見た。庵野秀明監督の映画。服装も言動も奇天烈な女と映画監督の男が出会ってなんやらかんやらある話。哲学的な会話と強烈な絵面に、こりゃサブカル人間が好きになるやつだなあと思った。カントクの立ち居振る舞い、いやそれ以外も全てが庵野そのものだったので可笑しかった。言ってることも全部庵野じゃん。登場人物の口借りて言いたいこと全部言ってるじゃん。原作がある(女役の俳優さんが書いた本らしい)ようだがカントクの語りは庵野のやりたい放題といった感じだった。

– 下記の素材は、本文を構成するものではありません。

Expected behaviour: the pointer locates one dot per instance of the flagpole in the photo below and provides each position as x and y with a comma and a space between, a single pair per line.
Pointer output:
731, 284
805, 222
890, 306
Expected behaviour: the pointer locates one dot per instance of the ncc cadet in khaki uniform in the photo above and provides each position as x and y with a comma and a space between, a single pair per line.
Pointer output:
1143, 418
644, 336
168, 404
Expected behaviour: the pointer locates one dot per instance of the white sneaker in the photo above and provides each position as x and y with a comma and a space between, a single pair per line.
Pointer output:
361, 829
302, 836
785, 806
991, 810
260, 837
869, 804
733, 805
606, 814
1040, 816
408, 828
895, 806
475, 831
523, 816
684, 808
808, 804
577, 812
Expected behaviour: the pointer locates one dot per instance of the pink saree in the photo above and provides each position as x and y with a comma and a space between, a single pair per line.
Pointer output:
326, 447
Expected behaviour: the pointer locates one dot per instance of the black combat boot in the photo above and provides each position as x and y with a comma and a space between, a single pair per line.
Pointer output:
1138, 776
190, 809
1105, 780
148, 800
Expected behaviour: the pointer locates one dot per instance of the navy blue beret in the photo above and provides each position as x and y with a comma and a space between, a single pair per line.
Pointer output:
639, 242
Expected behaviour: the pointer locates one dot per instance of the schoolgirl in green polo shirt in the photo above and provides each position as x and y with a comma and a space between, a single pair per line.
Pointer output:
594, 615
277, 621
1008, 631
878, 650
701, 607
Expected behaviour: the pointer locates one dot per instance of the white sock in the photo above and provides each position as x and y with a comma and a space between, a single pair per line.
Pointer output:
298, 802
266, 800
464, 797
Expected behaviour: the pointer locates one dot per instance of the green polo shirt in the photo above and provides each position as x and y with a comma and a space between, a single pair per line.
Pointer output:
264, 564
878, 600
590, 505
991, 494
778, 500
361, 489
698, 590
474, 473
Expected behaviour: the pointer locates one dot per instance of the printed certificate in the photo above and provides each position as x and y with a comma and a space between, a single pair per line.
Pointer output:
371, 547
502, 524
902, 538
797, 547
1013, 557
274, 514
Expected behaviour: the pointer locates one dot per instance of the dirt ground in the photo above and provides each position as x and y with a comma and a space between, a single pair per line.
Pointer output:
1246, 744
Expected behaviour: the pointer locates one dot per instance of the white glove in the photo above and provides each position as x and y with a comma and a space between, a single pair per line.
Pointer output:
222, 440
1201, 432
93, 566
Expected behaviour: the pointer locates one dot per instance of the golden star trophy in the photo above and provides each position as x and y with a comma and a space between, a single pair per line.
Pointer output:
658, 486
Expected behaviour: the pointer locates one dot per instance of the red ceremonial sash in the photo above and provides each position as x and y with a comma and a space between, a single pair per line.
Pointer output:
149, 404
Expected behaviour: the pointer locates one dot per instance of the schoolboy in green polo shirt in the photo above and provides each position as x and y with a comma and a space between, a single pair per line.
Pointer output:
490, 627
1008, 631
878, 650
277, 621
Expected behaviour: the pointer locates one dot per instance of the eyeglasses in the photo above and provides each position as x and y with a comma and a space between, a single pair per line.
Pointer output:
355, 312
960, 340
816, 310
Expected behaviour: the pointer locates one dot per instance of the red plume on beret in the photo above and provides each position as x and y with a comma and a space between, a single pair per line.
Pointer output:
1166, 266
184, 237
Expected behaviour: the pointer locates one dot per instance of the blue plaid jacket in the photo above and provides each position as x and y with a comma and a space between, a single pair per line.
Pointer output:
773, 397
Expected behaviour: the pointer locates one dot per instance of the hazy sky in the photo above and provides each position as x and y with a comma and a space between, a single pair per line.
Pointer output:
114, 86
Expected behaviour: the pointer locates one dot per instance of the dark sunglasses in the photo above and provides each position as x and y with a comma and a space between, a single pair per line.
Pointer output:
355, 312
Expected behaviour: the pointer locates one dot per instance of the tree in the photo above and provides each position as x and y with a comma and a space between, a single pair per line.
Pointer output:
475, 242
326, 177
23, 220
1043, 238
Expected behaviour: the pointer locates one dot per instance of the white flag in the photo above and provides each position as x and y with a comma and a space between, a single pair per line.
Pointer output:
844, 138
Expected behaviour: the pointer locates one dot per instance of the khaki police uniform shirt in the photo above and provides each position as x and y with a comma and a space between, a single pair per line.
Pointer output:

女の外見や仕草が本当に良くて、かなり強い影響を受けてしまった。これもサブカル人間の性。顔もドンピシャで好きな系統だったんだ……しょうがないだろう……。

 

メメント

見た。洋画。ちゃんと脳内で話を整理できれば理解できると思うが、記憶力が良くないのでググって図解されてるサイトを見てやっと明瞭に内容を理解できた。あとカタカナの名前全然覚えられないせいもある。ともあれ面白かった。次はインセプション見ます。

 

・白痴

読んだ。坂口安吾の短編小説。かなり短い。臨場感溢れる文章で、この時代には合わない芸術気質で無気力で死にたがりの、言わばデカダンな主人公が退廃的で良かった。けどなんかよく分からんかった。文章は理解できても内容が腑に落ちないというか。朝早くにながら読みしたからかな。コメダのモーニングの素晴らしさに気を取られてたかもしれない。トーストおいしいよね〜。

 

・悲しきモンスター

映画でもアニメでも本でも、何か腰を据えてひとつの作品を見ている時は安心する。逆に、無気力にボーッと無料で手軽に楽しめる短い動画の群やSNSを眺めている時間は無駄だと思ってしまう上に謎の焦燥感を感じる。この時間で映画やアニメが見れたのに、と思う。これは最近そういう何かしらの作品を頻繁に摂取するようになったからではなく、ずっと昔から。YouTubeTikTokもインスタもTwitterも、誰かが画面の向こうの我々を楽しませようとして作っているコンテンツで、決して無駄ではないことは分かっていて、それでも何か貴賎を感じてしまう。実際誰でもYouTubeの視聴者より読書家の方が教養があって深い人間だと思うでしょう。自分はいろんなユーモアを楽しみたいし、感情の動きを知りたいし、賢くなりたいし、賢いと思われたい!見栄のためだけに見てるわけではないけれど、正直1割くらいはある。名作を少しばかり見たところで人間性に変化があるわけないんですけどね。無限にインプットだけしてデカい顔しようとしている悲しきモンスターに慈悲はあるのか。